Madison Pogarch only played a handful of minutes in 2019, so she’s something of an unknown quantity. I do know the coaching staff is high on her, and that she’s fast and hard-working. I also remember watching her in preseason in 2019 and thinking, “wow!” Since that tournament wasn’t streamed, I have no way of confirming that memory. I’d say she’s a solid back-up option for Seiler.

Don’t Defend

Back in 2014, Paul Riley’s Thorns team team had a certain mystical quality where they were simultaneously good and bad, and also neither, at any time. This was a team that could beat the eventual champions 7–1 one week and then lose to Boston the next. It was high-concept soccer, where the concept was that it doesn’t matter how many goals you concede as long as you score one more than that.

Riley has grown as a coach since then. He still plays an extremely attacking style, but North Carolina’s defense has also been the stingiest in the league the past two seasons. So here’s my idea: since the Courage offense is all but unstoppable, why bother trying? Instead, Parsons could take a page from Riley’s own playbook and focus all the energy on breaking down that defense and scoring more goals than the opposition. That could look something like this:

The 1-1-3-6

The strength of this lineup starts with its front line of Sophia Smith, Tyler Lussi, Simone Charley, Morgan Weaver, Meghan Klingenberg, and Marissa Everett. All four strikers are fast; some are also technical and/or physical. Kling will play in her normal role, minus the defending part. Everett is an unproven quantity, but any other player on the roster runs the risk of being too defensive in that position. Tobin Heath, Rodríguez, Christine Sinclair, and Lindsey Horan will all both feed the forward line and make overlapping runs themselves.

Emily Menges is the goalkeeper, but will be tasked with covering the whole defensive half of the field as well as she can—as well as scoring, if possible. Let’s win this thing 15–14.

Human Pyramid

The spiritual opposite of the “don’t defend” strategy is the human pyramid. I’ve looked, and as far as I can tell there’s no rule against this.

I’m not envisioning a true human pyramid, but here’s the concept: build a wall on the goal line, then have the remaining players sit on the shoulders of the players in the wall. Where’s the ball going to go?
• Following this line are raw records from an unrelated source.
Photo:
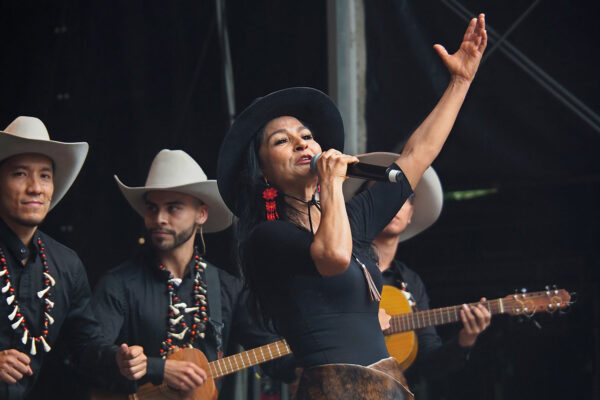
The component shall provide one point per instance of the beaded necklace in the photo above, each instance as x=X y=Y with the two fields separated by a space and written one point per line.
x=176 y=327
x=17 y=320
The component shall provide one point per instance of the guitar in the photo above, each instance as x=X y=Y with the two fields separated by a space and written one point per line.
x=401 y=340
x=403 y=320
x=215 y=370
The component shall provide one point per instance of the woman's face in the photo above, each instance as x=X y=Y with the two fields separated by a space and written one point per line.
x=285 y=152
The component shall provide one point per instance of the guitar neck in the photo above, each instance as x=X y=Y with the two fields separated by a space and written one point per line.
x=247 y=359
x=435 y=317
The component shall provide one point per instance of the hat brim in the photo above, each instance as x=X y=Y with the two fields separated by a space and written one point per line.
x=219 y=216
x=428 y=200
x=311 y=106
x=68 y=158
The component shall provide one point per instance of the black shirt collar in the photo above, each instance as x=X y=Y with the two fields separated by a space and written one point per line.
x=150 y=260
x=14 y=245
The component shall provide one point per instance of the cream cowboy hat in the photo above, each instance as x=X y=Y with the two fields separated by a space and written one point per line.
x=175 y=170
x=428 y=199
x=29 y=135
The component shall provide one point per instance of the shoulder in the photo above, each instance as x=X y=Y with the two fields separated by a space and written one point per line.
x=58 y=249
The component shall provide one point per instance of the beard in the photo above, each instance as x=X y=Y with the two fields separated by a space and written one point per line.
x=30 y=223
x=163 y=244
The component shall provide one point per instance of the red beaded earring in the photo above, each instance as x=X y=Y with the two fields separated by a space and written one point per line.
x=270 y=194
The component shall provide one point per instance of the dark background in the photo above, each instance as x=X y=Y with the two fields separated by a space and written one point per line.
x=131 y=78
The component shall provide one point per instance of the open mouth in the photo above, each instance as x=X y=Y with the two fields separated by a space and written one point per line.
x=304 y=159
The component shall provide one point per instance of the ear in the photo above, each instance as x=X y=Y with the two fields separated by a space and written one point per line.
x=201 y=214
x=410 y=214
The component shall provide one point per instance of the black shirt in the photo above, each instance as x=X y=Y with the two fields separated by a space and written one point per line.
x=434 y=359
x=326 y=319
x=72 y=313
x=132 y=303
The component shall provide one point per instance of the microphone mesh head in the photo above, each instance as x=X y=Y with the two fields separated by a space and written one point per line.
x=313 y=163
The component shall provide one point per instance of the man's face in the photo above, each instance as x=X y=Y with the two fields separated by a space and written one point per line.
x=26 y=188
x=171 y=218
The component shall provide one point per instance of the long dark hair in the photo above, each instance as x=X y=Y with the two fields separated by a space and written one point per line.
x=251 y=212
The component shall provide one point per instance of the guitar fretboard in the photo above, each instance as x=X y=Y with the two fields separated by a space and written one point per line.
x=246 y=359
x=438 y=316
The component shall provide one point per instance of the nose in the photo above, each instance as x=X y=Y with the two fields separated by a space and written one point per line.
x=301 y=144
x=161 y=217
x=34 y=185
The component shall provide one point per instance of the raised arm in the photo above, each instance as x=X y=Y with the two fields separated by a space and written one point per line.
x=427 y=140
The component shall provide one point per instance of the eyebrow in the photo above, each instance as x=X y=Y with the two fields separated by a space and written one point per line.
x=29 y=168
x=301 y=127
x=169 y=203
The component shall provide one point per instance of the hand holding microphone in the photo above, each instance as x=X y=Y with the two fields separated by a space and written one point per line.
x=364 y=171
x=331 y=164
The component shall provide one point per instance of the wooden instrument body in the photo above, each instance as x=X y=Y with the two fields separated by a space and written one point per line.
x=402 y=346
x=382 y=380
x=401 y=339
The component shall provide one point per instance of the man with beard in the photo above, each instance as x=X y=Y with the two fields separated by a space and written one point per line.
x=168 y=295
x=434 y=358
x=45 y=294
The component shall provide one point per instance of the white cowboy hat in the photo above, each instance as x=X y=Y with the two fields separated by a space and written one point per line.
x=175 y=170
x=428 y=199
x=29 y=135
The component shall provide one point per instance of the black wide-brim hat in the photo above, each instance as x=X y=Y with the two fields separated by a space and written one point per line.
x=314 y=108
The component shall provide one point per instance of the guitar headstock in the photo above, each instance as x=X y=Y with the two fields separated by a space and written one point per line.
x=527 y=304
AD Franch can play in front of the player stack. Every time she catches the ball, she wastes as much time as possible, then kicks it as far away as she can. The concept here, obviously, is to play for a 0–0 draw, but it’s not hard to imagine the Courage getting so sick of this that at some point, the shoulder-sitters, with their fully rested legs, can rush the other goal and sneak one in.

Tobin Heath

She’s had to do it before. Why not this time?